In his address when he appeared on Politics Today on Tuesday, Uchendu said countries that have refused to speed up the repatriation process of looted funds are doing so in their interest.
“As for the foreign countries, they know that they want to serve their interest more and, therefore, can go ahead to delay repatriation which is an aspect of corruption,” he said.
“There is what I may call the desire to make a better use of the forces that are in your custody. Possibly if we find ourselves in the position of other countries, we will want to delay as much as possible.”

The Senator-elect called on the Federal Government to be mindful of countries it signs bilateral agreements with in it resolve to tackle corrupt practices in Nigeria.
He noted that delaying looted funds was unacceptable, adding that some countries were trading with the monies kept with them by corrupt Nigerians.
“Time is also the value of money, as long as you keep funds with you, you are making more money. You delay in order to make more money so that finally if the provision of the bilateral agreement is being enforced, you can now be sure that you have made some extra monies.
“What you will be repatriating will be the fixed amount that was initially deposited, nobody will be talking about the interest on it and so I believe that these are the politics in repatriation and Nigeria should find ways of getting around it.
“When you lay down procedures of how things should go and when you go outside the provisions of the law, then you are corrupting the system. This is one aspect that we should watch out in future bilateral agreements which the government enters into,” he said.
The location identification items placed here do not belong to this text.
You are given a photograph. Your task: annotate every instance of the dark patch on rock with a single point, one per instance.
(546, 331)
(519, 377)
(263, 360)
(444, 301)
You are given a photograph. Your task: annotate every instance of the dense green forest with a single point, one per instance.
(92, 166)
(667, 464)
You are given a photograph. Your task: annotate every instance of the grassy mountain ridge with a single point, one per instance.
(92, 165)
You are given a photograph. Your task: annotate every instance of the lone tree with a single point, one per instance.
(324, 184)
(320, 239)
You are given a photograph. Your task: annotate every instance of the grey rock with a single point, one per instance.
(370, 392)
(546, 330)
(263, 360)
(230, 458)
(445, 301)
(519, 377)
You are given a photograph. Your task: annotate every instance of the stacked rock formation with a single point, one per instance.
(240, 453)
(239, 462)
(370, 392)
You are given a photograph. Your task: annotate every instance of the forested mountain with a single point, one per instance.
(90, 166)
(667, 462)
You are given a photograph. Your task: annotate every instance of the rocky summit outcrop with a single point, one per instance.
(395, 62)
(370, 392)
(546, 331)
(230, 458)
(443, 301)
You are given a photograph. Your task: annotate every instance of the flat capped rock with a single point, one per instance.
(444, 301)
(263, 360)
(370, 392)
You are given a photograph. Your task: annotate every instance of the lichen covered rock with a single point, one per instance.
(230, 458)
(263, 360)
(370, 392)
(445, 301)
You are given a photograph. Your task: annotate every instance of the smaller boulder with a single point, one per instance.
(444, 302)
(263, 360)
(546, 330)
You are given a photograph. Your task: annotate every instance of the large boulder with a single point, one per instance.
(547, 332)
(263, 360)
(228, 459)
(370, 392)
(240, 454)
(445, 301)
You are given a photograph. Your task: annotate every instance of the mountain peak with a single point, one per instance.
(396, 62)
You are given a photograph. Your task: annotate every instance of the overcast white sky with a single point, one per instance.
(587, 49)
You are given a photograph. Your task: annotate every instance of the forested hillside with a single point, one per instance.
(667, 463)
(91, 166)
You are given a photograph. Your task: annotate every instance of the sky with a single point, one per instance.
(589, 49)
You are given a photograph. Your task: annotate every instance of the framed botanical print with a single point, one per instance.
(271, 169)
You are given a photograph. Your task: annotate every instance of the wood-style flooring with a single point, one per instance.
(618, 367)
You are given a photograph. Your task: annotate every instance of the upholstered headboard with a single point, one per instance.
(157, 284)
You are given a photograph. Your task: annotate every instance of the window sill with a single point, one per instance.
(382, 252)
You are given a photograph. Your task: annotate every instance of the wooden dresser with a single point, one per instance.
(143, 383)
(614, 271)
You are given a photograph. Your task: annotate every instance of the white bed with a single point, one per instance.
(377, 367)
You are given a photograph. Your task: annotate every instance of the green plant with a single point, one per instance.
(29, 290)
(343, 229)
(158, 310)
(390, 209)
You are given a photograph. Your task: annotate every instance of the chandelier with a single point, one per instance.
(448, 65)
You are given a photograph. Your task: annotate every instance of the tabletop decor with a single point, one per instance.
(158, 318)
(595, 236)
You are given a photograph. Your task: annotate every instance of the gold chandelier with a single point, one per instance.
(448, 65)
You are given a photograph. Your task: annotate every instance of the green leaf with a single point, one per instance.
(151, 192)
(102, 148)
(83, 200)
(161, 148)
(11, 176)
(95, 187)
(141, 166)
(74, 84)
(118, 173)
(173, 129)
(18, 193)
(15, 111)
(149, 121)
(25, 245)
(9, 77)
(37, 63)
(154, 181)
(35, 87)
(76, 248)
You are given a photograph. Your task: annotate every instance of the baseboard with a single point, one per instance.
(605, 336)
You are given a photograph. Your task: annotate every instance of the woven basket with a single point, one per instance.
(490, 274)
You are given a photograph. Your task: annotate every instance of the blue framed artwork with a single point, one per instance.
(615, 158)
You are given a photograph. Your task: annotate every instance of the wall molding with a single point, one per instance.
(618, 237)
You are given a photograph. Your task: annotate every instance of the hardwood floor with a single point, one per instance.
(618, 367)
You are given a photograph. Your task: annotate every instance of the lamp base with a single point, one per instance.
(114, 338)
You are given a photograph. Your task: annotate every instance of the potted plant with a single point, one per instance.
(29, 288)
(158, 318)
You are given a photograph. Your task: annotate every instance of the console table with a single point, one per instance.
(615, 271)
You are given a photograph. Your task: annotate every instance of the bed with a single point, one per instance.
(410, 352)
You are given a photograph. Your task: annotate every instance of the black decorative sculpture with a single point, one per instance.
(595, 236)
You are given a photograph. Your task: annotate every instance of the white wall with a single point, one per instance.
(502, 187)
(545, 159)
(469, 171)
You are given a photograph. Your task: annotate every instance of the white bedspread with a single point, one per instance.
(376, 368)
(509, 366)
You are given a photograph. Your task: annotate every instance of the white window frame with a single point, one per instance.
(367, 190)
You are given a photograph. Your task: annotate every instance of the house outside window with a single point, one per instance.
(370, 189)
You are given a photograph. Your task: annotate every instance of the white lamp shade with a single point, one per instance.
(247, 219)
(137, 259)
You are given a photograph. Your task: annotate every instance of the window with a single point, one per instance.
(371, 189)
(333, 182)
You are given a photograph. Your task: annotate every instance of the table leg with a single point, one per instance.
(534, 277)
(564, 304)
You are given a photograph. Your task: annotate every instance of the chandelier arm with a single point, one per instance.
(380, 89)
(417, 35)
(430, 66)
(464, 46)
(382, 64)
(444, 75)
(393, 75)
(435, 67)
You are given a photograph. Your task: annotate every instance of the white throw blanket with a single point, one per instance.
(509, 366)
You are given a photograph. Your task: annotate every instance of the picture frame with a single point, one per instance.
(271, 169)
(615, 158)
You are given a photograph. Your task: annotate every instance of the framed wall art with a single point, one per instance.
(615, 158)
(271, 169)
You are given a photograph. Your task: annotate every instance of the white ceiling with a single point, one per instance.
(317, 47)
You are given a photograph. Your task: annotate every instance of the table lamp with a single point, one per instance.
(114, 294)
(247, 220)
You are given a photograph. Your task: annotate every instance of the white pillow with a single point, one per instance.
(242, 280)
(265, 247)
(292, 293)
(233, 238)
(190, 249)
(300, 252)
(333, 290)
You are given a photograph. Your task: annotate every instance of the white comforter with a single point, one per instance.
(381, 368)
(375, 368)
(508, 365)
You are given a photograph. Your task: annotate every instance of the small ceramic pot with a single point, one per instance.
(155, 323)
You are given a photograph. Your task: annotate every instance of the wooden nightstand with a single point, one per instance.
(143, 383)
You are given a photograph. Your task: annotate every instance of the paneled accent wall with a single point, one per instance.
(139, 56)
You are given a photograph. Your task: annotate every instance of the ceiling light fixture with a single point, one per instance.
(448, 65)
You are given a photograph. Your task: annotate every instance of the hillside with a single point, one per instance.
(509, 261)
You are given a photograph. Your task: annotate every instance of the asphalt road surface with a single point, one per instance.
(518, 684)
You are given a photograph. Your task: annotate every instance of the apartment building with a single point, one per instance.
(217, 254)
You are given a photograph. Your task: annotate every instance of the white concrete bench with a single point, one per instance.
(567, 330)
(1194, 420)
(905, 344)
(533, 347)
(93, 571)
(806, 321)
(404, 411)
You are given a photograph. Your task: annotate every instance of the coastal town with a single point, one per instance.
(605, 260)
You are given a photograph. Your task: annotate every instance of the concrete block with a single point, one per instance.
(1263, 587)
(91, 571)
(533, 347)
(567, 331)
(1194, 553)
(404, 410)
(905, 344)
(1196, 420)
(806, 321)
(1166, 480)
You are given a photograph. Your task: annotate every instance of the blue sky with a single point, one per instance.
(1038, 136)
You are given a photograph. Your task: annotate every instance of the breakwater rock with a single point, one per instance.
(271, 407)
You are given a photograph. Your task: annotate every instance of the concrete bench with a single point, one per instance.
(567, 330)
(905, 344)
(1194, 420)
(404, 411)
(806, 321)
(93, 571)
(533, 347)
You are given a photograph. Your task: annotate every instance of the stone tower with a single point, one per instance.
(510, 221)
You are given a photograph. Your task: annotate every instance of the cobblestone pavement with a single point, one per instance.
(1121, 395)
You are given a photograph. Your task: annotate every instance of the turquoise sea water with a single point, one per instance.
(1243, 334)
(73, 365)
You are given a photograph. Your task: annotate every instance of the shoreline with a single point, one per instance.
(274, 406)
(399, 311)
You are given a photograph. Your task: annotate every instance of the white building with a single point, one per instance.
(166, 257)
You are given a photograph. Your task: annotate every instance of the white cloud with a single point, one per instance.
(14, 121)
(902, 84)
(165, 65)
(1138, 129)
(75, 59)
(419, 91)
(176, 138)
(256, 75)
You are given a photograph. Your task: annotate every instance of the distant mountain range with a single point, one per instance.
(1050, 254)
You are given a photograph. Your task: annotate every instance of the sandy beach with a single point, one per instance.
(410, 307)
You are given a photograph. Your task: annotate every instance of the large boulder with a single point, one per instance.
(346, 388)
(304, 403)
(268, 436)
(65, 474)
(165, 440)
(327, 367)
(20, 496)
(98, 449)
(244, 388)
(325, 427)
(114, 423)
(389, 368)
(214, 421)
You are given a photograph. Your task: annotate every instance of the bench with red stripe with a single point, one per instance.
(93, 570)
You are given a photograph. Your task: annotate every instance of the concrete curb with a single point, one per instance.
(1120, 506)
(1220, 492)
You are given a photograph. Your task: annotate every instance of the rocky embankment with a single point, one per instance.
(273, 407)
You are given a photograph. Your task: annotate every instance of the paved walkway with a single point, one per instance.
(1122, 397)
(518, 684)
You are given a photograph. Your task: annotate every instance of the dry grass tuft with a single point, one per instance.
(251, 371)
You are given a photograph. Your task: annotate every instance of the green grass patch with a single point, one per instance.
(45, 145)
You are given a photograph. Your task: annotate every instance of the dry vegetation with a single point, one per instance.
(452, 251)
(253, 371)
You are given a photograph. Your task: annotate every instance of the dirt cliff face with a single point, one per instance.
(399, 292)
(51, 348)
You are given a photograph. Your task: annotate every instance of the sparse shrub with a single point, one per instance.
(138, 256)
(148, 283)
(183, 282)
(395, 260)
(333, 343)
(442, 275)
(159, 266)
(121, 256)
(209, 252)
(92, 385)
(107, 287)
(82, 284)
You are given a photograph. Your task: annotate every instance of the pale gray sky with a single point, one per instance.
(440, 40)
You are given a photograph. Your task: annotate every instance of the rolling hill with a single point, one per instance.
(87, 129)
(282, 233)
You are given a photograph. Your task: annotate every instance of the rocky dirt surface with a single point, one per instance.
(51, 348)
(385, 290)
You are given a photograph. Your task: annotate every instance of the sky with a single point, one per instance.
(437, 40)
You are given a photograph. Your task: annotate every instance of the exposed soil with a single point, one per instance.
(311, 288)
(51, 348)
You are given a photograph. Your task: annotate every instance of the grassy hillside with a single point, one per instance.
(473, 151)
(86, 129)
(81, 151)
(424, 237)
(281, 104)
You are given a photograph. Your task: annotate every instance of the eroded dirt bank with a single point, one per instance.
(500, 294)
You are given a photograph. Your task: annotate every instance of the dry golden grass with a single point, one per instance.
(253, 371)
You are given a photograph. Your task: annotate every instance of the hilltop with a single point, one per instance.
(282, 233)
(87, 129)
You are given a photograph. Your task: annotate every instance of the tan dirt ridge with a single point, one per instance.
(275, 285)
On the call to extradite former Minister of Petroleum Resources, Mrs Diezani Alison-Madueke, Uchendu said, “Beyond the provisions of the law, I personally think that it is important that Nigerians continue to protest on the highway.”
He noted that the protest would send a signal to public office holders that corruption which he said has become a culture in Nigeria was no longer acceptable.
“People should go ahead so that those who are in offices today, those who we have elected, those who are appointed into public offices would know that it is no longer acceptable for them to abuse the positions of trust given to them by Nigerians,” he said.
“To that extent, I think street procession and protest must continue.”